OCR Investigations and Review:

If you have a breach that triggers an investigation by OCR, be certain to promptly respond as to what happened, how it happened, what was done to mitigate outcomes, and what has been implemented to prevent a future occurrence.  Be certain to identify the fact you have a full Compliance Program in place. Identify that all employees have routine education re Compliance and HIPAA.

If documents are requested, your counsel may request confidentiality for those documents being sent to OCR. Create and maintain a log of events, complete with dates, times, and people involved throughout the entire investigation process. Save all electronic documents. Keep statements by all employees involved in the incident and the investigation. Obtain counsel’s advice as to phone conversations with OCR as written correspondence maintains an investigation trail.

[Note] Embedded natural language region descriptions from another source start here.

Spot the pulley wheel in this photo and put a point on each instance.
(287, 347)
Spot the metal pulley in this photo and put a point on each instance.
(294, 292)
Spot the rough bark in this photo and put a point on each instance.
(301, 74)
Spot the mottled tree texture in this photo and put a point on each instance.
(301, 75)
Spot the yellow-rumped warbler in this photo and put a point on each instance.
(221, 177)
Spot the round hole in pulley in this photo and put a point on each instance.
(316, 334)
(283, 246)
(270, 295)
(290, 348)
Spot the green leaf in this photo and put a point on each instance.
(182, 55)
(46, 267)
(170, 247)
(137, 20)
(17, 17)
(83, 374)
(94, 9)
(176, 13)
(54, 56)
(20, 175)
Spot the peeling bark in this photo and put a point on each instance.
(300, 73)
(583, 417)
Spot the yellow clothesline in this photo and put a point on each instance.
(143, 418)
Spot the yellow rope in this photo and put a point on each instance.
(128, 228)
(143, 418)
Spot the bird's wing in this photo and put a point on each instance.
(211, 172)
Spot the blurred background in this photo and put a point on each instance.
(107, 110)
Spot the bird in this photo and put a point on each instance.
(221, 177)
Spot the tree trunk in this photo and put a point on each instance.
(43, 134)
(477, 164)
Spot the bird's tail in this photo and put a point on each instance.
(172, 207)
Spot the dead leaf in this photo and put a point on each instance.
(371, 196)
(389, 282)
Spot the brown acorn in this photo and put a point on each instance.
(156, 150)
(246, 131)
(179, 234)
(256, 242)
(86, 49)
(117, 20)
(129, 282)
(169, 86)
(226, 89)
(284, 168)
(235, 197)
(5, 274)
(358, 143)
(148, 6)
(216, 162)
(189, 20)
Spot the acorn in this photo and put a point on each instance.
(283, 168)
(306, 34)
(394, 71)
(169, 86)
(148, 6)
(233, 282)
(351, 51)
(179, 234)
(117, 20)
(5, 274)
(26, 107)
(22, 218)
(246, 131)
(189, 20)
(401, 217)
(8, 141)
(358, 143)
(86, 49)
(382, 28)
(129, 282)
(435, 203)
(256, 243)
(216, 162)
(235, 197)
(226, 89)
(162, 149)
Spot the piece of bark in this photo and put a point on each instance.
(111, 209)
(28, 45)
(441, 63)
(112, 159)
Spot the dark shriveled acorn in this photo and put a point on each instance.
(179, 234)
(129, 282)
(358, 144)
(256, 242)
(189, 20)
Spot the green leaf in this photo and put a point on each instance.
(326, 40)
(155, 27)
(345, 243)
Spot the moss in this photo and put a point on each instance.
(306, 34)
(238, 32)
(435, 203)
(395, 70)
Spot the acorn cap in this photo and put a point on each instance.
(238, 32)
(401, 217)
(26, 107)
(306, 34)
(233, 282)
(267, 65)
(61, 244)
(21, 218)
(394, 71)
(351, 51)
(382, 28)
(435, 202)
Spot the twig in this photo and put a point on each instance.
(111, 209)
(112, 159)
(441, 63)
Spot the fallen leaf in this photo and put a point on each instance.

Focus on internal compliance. If there is a HIPAA breach, there must be remediation/education regarding the process and the prevention of a reoccurrence.

Summary:

  • Keep your plan objectives current.
  • Identify who is responsible for the audits and establish times and how findings will be transmitted.
  • Have corrective action plans in place.
  • Include documentation of audits, results, and remediation/corrective action/education
  • Report findings to the BOD, leadership, and counsel.
  • If there is an OCR audit/investigation have a team established to quickly respond, pull data, analyze, and report.
  • Have an ongoing risk analysis performed as specified by policy. Be certain the risk analysis encompasses the technical requirements of the Security Rule.
  • Be certain the Risk Analysis is well documented. Be certain the plan for mitigation of any adverse findings is in place.

Like the clinical documentation rule, “if it wasn’t documented you did not do it,” so it is true here also. Document each step of the plan. If ever there is an audit, the fact a full compliance plan is in place in your agency including a HIPAA Privacy and Security review, can speak volumes about you and your organization.